Monday, July 23, 2007
*Diet Coke Madness!*
So, I received some amusing emails regarding my earlier Diet Coke posting. The first, and by far the funniest, was from my most favorite man in Bucksport, Maine.
He says, "The diet coke thing is simple. The rest of the world had coke lite (and it is disgusting everyplace) only to make America look so good. All the rest of the world buys it, but you can always get a smile when you see an American have their first taste of the crap. The expression could be used by movie directors to teach actors the look of losing their best friend. It is even intensified if the traveling American has gone a few weeks without diet coke."
This is the best description EVER! I laughed out loud and that rarely happens from an email!
The close second was more practical from one of may bad ass girlfriends, who has recently returned from a tour in Iraq and knows my pain firsthand:
She says, "I can totally relate about Middle East diet coke. My solution was switching to Diet Pepsi which is a LOT better. The stuff we had has Turkish on it and it said "Harika Tat." We all actually started calling it "Harika tat." Take the pepsi challenge and report back to me."
Now, I took the Pepsi challenge and it has spawned another new dilemma (that's about par for most things in my life)
While this turned out to be a more fabulous picture of my manicure, that label also state, "NOT TO BE USED BY PHENYLKETONURICS" I am a little germaphobic so I instantly wikipedia-ed "Phenylketonuria"

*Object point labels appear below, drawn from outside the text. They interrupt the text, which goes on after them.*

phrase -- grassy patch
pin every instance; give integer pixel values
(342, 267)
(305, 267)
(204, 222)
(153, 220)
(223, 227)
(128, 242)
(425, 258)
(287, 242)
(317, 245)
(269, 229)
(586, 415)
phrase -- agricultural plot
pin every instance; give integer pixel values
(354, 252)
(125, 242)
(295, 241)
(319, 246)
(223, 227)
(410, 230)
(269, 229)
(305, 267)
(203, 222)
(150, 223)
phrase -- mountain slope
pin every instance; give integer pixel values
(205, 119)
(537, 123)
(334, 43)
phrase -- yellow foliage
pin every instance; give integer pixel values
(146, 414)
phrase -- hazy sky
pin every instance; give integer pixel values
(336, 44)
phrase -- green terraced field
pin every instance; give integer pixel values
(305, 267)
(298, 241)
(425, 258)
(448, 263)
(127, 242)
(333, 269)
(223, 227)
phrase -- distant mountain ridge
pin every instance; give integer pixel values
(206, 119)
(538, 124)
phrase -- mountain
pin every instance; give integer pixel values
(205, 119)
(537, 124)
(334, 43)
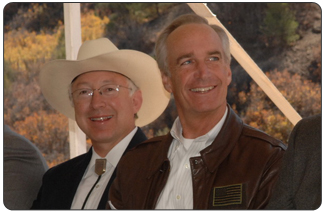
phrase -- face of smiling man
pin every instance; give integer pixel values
(199, 75)
(106, 120)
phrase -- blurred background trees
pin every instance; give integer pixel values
(283, 38)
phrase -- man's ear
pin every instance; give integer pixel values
(167, 83)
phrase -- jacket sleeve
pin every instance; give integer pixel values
(269, 179)
(114, 197)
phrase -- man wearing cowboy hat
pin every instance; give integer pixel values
(108, 92)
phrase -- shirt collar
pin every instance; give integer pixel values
(113, 156)
(176, 131)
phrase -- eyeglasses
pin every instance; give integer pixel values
(105, 90)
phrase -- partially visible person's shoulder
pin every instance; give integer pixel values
(257, 134)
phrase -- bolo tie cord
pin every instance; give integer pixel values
(85, 201)
(100, 168)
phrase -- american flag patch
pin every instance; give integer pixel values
(227, 195)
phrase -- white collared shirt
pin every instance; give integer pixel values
(177, 193)
(90, 177)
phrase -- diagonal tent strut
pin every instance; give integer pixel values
(250, 66)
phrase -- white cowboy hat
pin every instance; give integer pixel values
(101, 54)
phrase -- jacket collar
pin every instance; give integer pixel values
(221, 146)
(224, 142)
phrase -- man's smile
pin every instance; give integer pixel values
(202, 90)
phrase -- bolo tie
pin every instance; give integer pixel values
(100, 168)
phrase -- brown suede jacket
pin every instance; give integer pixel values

I am assuming that I do not have this recessive gene since I have been drinking diet soda here for awhile. Did I miss something? Is this on labels at home? On a post script, the Pepsi is much better but still drastically different from the US. I am just going to have to get over it as it is one of the few things that isn't nice over here
Semi Charmed Life
On Friday, I went to the mall to buy some camping gear (Don't ask) and called for a taxi. A Mercedes shows up and takes me to the mall. Sadly, this is when I realized that my life is not normal. It is fake because there is no way I could afford my lifestyle in a first world country but abnormal for the moment. Last night, I went to get my nails done and again, rode to my mundane errand in a spiffy Lexus!! I am trying to avoid getting used to this as "service" in the US has a completely different meaning.
On a less self-involved note, on Saturday, I became the neighbor of the World's Tallest Building, Burj Dubai. As they completely the 141st floor on Saturday, the "Burj" surpassed Taiwan's 508m (1,667ft) Taipei 101 Building. They will not say how tall they are making the Burj because there is some industry competition or whatever weird thing architects do to compete with each other. So, if I hear anything, I will be sure you all are the first to know.
Monday, July 16, 2007
There is no excuse
1) I am lazy. I never finish anything. Right now, I have started 8 entries and not one has been completed!! (Such a slacker!)
2) Since I have committed some horrible act in a past life, karma continues to punish me. This new job has fallen victim to my normal employment curse!! I have arrived, started work, and then my boss quits. There is shuffling that usually ends up with me doing all the work for the low, low price of my current salary. The latter part of that will not happen this time- I will quit first.
3) I have my first desert cold... and it sucks a whole bunch. They do not sell NyQuil here because of the alcohol content so self-medicating is not really helping. I can buy absinthe at the liquor store but no cold medicine without a license!! This is most likely not helping my attitude about #2. Then again, I am not really a team player. I only play one for 8 hours a day!!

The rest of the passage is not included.